Happy Valentine’s Day
I want to give cudo’s to all of the readers in committed relationships who mark Valentine’s Day and celebrate it. For most people in this world, (all men and most un-committed women) we’re inundated with images of Valentine’s Day from the end of Christmas through mid-February. The only good news is we can buy half-priced chocolate on Feb. 15.
St. Valentine’s Day is a Roman Catholic feast day named for the martyr St. Valentine. There are actually two (if not three) different saints involved here, Valentine of Rome and Valentine of Terni; both of whom were martyred in AD 269 and AD 197, respectively. It seems fitting that it would take the martyrdom of two saints to create such a horrid occasion.
How did St. Valentine become a “saint?” The unofficial version is that Roman Emperor Cladius II ordered that young men remain single. The emperor did this so that there would be plenty of single men available to serve in his army – seeking adventure and greater glory for Rome. You know, hanging out with other guys, drinking lots of wine and watching the chariot races. Army, beer, NASCAR – same thing.
But this Valentine fellow, he secretly performed marriage ceremonies for young men and their lady friends. Which was really stupid to do, because the emperor tossed him in jail, threw away the key, and the men of Rome went back to doing manly things until the Goths sacked Rome a couple of times leading to the Dark Ages.

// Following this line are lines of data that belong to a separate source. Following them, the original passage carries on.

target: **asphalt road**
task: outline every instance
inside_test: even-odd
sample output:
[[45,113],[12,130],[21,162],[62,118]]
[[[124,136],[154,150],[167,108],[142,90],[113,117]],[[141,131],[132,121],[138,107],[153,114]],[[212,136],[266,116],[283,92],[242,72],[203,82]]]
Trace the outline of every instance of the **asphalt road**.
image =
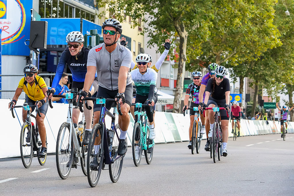
[[129,148],[118,182],[112,183],[103,170],[94,188],[80,167],[60,179],[54,155],[44,166],[34,158],[28,169],[20,158],[0,159],[0,195],[294,195],[294,134],[285,141],[279,134],[229,138],[228,155],[216,163],[204,150],[205,141],[194,155],[187,142],[156,145],[151,164],[142,156],[138,167]]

The truth is men want to be hooked up for Valentine’s Day, even though most won’t dare tell their friends about it. We’re conditioned for it starting in grade school where we’re asked to create and design Valentine’s Day boxes for our elementary school classes. The rule is that you make out a Valentine for every person in your class. Even by second and third grade, kids are making special Valentines for that special person. These consist sometimes of handmade Valentines, or the same Valentine everybody else gets, only with five times as much candy wrapped in it.
And this is where the folly of St. Valentine is revealed. In all of recorded history (except in some movies created for the Lifetime Network) all such Valentines are delivered to someone who either doesn’t understand their significance or does and mentally says, “Ick!”
After years of going through this circle of being confronted by unrequited love, most individuals eventually find a special someone and celebrate Valentine’s Day. The first is wonderful, but there is a law of diminishing returns. Men are famous for forgetting Valentine’s Day, just like they forget birthdays, wedding anniversaries and everything else. Women are famous for never forgetting that men forget these occasions.
These are, of course, stereotypical, tired analogies anyone can make.
What’s the true measure of a Valentine? Probably how many years you’ve celebrated Valentine’s Day together. Those who can keep a spark in their romantic lives under the rigorous conditions day to day stress.
It gives everyone else hope, although there’s still plenty of discounted candy to go around.